Morphine en 3 actes

de Image de profil de spiroscribespiroscribe

Avec le soutien de  Vis9vies 
Apprécié par 1 lecteur
Image de couverture de Morphine en 3 actes

La tristesse m’a envahi il y a de nombreuses semaines déjà. Le verdict est tombé, l’espoir n’est plus permis. Cette saloperie à gagné la partie ! Mais que faire face à cela ?

J’y vais ou je n’y vais pas ? Y a-t-il une autre option ?

Bien sûr que non !

Serais-je assez forte que pour supporter la douleur ? Vivre avec ces images dans la tête pour toujours ?

Bien sûr que non !

Ais-je vraiment le choix ?

Bien sûr que non !

Je prends la route.

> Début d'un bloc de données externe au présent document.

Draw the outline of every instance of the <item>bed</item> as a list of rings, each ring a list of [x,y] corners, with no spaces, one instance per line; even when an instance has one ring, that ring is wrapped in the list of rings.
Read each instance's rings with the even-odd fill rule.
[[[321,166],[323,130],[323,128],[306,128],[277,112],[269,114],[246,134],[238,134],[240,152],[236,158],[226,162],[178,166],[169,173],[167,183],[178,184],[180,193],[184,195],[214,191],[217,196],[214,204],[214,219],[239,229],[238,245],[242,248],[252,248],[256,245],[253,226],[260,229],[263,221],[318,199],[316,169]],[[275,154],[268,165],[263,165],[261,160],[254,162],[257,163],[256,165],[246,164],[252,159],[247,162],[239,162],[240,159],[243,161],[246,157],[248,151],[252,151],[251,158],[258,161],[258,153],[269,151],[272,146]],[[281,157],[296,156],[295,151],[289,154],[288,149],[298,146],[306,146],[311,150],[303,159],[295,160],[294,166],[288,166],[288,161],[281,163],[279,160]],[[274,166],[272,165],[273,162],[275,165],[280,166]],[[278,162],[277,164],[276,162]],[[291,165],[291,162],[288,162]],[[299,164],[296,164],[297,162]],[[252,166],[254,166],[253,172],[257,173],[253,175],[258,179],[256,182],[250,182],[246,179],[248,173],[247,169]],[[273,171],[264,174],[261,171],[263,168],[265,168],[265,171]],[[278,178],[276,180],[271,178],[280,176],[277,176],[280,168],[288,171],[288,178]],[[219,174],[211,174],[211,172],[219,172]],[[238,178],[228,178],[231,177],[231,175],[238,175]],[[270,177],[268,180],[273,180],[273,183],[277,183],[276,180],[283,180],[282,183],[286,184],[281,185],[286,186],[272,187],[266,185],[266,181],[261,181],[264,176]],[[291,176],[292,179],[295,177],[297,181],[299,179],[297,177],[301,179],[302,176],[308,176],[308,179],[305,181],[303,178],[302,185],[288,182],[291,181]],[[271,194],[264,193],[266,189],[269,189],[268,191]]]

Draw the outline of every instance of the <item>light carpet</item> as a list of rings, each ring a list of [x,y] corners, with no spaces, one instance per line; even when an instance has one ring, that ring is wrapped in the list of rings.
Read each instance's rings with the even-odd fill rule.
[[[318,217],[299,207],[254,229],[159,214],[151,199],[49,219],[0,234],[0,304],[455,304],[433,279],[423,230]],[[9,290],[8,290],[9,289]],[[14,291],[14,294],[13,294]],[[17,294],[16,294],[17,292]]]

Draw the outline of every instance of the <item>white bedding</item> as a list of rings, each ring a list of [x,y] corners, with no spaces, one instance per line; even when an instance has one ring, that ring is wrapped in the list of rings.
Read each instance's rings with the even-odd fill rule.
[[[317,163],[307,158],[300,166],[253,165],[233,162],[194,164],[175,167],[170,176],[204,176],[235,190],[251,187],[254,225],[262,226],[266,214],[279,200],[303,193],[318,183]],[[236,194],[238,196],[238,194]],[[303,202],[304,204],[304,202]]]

Après-tout, la voiture connaît bien le chemin, je n’ai qu’à me laisser guider. Cette route, je l’ai déjà parcourue ô combien de fois … et mes amortisseurs s’en souviennent.

Deux voiturent stationnent déjà devant chez toi. Je reste un instant pensive, à l’arrêt, garée comme je peux, toujours hésitante.

N’écoutant que mon « courage », je franchis ce lourd portail gris, découvrant ainsi cette belle propriété que tu as choisi de rejoindre pour la dernière fois.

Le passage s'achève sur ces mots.